A head and shoulders pattern, such as the one for the S&P 500 in Figure 15, is formed with three successive peaks. The left and right shoulders are lower than the head, which is the highest peak. The two shoulders are similar. The pattern is complete when the support level (neckline) for the peaks is broken. The head and shoulders is one of the most reliable long-term reversal signals that exists today.

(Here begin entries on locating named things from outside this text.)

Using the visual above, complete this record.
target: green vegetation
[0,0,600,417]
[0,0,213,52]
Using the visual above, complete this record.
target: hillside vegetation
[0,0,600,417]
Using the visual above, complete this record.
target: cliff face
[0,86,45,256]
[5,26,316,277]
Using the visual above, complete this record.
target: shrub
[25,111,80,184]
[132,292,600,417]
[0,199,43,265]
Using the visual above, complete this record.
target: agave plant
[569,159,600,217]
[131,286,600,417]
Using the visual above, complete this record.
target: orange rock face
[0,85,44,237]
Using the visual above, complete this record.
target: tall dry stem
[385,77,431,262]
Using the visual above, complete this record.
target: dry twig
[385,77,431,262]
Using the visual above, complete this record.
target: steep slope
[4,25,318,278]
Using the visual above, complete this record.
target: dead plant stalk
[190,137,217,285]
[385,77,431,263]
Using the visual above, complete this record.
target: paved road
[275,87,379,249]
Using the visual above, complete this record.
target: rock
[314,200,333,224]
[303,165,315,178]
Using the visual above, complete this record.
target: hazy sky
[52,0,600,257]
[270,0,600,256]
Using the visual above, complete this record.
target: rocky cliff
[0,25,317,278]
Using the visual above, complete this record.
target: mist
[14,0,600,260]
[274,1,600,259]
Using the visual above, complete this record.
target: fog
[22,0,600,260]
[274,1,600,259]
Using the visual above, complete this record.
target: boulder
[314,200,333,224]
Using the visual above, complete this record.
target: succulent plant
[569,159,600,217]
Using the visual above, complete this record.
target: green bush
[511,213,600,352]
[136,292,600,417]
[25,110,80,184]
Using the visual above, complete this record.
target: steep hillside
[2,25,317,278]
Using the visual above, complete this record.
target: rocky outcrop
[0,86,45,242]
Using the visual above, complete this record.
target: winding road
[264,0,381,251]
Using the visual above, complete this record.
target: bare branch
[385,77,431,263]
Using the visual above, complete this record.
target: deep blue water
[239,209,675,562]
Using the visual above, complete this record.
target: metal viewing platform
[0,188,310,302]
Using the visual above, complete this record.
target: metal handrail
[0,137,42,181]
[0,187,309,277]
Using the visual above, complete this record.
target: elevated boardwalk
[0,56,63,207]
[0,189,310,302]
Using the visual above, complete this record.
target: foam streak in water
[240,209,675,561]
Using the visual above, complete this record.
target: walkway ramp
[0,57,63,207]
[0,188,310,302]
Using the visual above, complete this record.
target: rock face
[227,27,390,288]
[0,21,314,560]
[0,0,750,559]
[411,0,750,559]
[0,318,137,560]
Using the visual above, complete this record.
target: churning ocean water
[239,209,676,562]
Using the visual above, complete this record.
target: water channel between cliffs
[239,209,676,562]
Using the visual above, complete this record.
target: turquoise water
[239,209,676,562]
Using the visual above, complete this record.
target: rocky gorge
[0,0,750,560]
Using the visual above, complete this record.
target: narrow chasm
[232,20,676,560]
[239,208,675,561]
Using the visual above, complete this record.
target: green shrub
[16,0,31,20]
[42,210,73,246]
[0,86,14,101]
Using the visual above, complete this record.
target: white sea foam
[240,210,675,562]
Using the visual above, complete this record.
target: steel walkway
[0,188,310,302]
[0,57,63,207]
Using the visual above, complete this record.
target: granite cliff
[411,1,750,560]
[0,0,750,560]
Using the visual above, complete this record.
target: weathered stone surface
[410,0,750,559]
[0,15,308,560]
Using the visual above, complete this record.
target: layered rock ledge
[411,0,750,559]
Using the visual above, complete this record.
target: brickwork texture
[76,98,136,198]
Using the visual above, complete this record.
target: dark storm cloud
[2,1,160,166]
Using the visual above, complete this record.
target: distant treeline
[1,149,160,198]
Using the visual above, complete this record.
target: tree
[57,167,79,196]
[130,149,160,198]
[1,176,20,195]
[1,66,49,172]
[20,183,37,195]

Figure 15. Head and shoulders pattern.
Cup with a Handle
Below is a chart of Arch Coal (ACI) and shows a perfect example of a cup with handle. A cup with handle pattern was developed by William O’Neil in 1988. He is the founder of Investor’s Business Daily. The pattern consists of a cup, which is shaped like a bowl or a rounded bottom, and a handle, which is a small continuation pattern or a flag. The cup with handle pattern together is a highly reliable continuation pattern that signals a breakout may occur imminently to the upside. On ACI’s chart, we can see a continued move to the upside following the pattern (Figure 16).
Figure 16. Cup with handle pattern.
Entry & Exit Points
Figure 17. Chart showing the entry and exit points for STEC.
For example, Figure 18 shows consolidations and breakouts of the DIAs, and identifies the difference between standard flags, triangles, wedges, pennants, and other formations and their respective reliability levels. By using these chart formations, a trader knows when to place a trade. In general, a winner is apparent within 1-3 days of a major breakout.
Figure 18. Chart of the DIAs and its breakouts and consolidation pattern.
Candlestick charting can assist a trader in identifying warning signs in advance and give enough time to react. The basics are: continuation, and reversal patterns complete with pattern recognition, and some reliability levels. Figure 20 shows a Merck (MRK) candlestick chart.
Figure 20. Candlestick chart of MRK showing different signs.
As with all patterns, remember that a pattern’s likely move is based on what has occurred most frequently. There are pattern failures in which case the trader should cut their losses quickly.